Olive Heffernan
New analyses provide preliminary evidence that temperature data from the UK Met office may under-estimate recent warming. That’s the conclusion of a talk given here today by Chris Folland of the Met Office Hadley Centre. Folland says that there is a very good chance that there has been more warming over land and over the ocean in the past decade than suggested by conventional data sets, but he says that the issues with land and ocean data are entirely unrelated.
For land, the problem of underestimating warming stems from data gaps in the average monthly temperature data set of the Met Office Hadley Centre, known as HadCruT3. Temperatures over the past decade were recently re-analyzed using a european climate model by Adrian Simmons of the European Centre for Medium-Range Weather Forecasts in Reading, UK and colleagues, and are soon to be published in the Journal of Geophysical Research [subscription]. Simmons and colleagues compared air temperature and humidity data collected over the past decade by the Hadley Centre with re-analyzed data for the same period.
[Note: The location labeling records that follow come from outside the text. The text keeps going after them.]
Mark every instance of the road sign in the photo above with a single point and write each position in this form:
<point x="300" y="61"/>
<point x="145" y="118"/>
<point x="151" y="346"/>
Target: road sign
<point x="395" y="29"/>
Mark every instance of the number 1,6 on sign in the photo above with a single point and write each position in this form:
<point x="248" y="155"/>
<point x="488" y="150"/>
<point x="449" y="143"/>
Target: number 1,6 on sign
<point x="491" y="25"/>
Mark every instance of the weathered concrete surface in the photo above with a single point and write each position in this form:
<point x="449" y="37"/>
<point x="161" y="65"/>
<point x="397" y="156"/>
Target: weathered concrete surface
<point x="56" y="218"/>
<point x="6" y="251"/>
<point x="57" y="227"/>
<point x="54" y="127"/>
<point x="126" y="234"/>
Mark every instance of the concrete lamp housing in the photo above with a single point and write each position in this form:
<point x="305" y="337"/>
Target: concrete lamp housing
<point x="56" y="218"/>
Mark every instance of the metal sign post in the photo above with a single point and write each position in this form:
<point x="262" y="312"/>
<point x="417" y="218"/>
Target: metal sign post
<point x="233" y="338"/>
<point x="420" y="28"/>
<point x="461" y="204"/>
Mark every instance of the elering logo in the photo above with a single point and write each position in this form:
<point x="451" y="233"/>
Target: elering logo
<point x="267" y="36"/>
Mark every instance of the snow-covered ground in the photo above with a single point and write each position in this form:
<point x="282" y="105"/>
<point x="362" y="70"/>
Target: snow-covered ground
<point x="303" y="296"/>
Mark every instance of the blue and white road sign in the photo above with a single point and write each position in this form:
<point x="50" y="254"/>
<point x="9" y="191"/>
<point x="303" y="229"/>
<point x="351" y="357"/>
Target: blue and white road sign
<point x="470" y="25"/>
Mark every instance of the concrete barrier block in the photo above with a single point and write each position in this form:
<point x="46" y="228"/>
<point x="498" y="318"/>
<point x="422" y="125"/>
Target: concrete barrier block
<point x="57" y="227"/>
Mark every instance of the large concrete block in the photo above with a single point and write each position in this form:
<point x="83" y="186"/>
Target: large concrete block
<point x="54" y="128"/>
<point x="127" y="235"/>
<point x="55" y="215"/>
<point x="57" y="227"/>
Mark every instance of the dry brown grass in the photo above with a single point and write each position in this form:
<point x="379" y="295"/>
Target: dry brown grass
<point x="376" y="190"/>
Average warming over land was larger for the fully sampled re-analyzed data than for the HadCRUT3 temperature data. The difference between the data sets is particularly notable for northeast Canada, Greenland and nothern parts of Asia, areas which are warming particularly rapidly.
Recent observations support the idea that warming is, in fact, greater than the temperature record would suggest, says Folland. In the Arctic, for example, summer sea ice is disappearing more quickly than expected based on the HadCRUT3 temperature data. But Folland also cautions that the results are preliminary and that the re-analysis, which only goes back twenty years, should now be extended back seventy or eighty years.
For the ocean data, it’s a different issue. John Kennedy of the Met Office and colleagues previously reported in Nature [subscription] that changes in the methods used to collect sea surface temperature (SST) data at the end of World War II caused problems in comparing pre- and post-war data. Now they have a new analysis (yet to be published) suggesting that smaller changes in data collection methods since the end of the war could also be significant.
Over the past 20 years, the primary source of SST data has changed from ships to ocean buoys. Because ships warm the water during data collection, there has been a drop in recorded SSTs since bouys,which are more accurate, became the main data source. So what could appear to be a relative cooling trend in SSTs over the past decade may actually just due to changes in errors in the data. Scientists are confident that the buoy data are more accurate because they compare favourably with reliable satellite data.
Although scientists have previously suspected that recent warming has been more pronounced than records suggest, these new studies provide much stronger evidence that that’s likely to be true. It is still quite possible that there has been some slowing of global warming in the last decade, adds Folland, but its likely to be significantly less than previously thought.